Researchers from Rice University have developed a new model which may assist elucidate that how tumor manipulate vessels growth to receive benefits. This study was published in PNAS.

Angiogenesis, the formation of new blood vessels from existing ones, is a vital process during embryonic development, homeostasis, and tumor progression. This process starts when cells release angiogenic growth factors such as VEGF in response to hypoxia.

The selection of the tip and the stalk cell fate is critical for developing a functional vessel. This decision is mediated by Notch signaling pathway (2), an evolutionarily conserved cell–cell communication pathway involved in cell fate decisions in multiple contexts. This pathway is activated when Notch (transmembrane receptor) belonging to a particular cell interacts with Delta or Jagged (transmembrane ligands) belonging to its neighboring cell (trans-activation), thereby releasing the Notch intracellular domain (NICD).

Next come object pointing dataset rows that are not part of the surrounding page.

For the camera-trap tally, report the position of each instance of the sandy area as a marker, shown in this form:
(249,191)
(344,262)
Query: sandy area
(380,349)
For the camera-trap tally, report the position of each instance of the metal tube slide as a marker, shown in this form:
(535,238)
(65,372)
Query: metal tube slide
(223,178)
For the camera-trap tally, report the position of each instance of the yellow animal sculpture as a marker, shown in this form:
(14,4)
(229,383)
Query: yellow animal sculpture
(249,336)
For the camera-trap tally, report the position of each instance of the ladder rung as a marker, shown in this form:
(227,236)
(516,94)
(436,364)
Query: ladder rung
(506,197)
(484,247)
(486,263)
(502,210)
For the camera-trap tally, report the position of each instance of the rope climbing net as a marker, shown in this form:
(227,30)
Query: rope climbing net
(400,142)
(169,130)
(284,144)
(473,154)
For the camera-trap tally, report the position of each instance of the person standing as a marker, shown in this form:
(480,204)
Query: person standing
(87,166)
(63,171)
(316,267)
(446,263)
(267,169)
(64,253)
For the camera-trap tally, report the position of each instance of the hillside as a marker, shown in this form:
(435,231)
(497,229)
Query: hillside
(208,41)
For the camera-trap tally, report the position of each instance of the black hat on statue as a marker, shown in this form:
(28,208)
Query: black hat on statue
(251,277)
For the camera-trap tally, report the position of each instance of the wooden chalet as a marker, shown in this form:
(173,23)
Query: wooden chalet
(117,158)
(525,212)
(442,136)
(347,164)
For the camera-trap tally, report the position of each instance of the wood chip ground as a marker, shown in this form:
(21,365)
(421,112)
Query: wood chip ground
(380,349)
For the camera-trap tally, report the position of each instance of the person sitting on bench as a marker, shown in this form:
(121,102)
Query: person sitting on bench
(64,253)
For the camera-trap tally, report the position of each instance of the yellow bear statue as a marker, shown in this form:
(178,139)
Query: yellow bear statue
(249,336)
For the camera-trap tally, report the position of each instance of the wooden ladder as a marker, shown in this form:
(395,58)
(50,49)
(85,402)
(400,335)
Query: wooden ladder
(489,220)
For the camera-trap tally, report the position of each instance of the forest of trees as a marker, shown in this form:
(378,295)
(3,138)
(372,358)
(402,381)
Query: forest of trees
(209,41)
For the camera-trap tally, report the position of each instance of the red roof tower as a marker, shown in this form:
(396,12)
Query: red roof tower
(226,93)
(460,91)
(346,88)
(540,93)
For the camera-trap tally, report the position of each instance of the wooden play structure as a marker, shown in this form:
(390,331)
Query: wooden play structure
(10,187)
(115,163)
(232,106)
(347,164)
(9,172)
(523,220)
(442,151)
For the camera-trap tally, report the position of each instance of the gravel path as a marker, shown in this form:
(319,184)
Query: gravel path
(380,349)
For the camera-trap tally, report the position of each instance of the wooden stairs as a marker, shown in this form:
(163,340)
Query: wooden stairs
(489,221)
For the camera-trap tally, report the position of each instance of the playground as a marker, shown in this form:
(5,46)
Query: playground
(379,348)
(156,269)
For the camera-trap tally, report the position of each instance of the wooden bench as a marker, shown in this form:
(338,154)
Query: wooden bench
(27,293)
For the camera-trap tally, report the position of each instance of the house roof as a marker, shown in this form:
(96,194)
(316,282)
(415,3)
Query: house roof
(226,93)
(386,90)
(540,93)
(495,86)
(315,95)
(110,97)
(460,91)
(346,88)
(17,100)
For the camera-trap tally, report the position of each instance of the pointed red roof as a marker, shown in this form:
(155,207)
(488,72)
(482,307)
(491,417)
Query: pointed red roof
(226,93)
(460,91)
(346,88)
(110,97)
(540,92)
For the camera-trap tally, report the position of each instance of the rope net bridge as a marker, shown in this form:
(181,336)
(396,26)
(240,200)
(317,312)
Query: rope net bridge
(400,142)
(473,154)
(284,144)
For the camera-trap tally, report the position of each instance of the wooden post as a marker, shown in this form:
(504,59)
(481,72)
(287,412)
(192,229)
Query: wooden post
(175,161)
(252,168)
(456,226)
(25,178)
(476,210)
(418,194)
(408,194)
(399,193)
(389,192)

Developing effective antiangiogenesis strategies remains clinically challenging. Unlike physiological angiogenesis, pathological angiogenesis comprises of many microvessels that do not fully mature or develop functionally, because the cell fate decision about which endothelial cells become the tip and lead the following stalk cells is dysregulated.

In this study, scientists devised a specific theoretical framework to decipher the cross-talk between two crucial players of the decision-making process of tip and stalk cell fate: VEGF and Notch-Delta-Jagged signaling. They find that high expression of Jagged, but not Delta, can destabilize the terminal differentiation into tip or stalk cells and give rise to a hybrid tip/stalk phenotype, a phenotype that can transform physiological into pathological angiogenesis.

Their results offer insights into why tumor-stroma communication often implicates Jagged.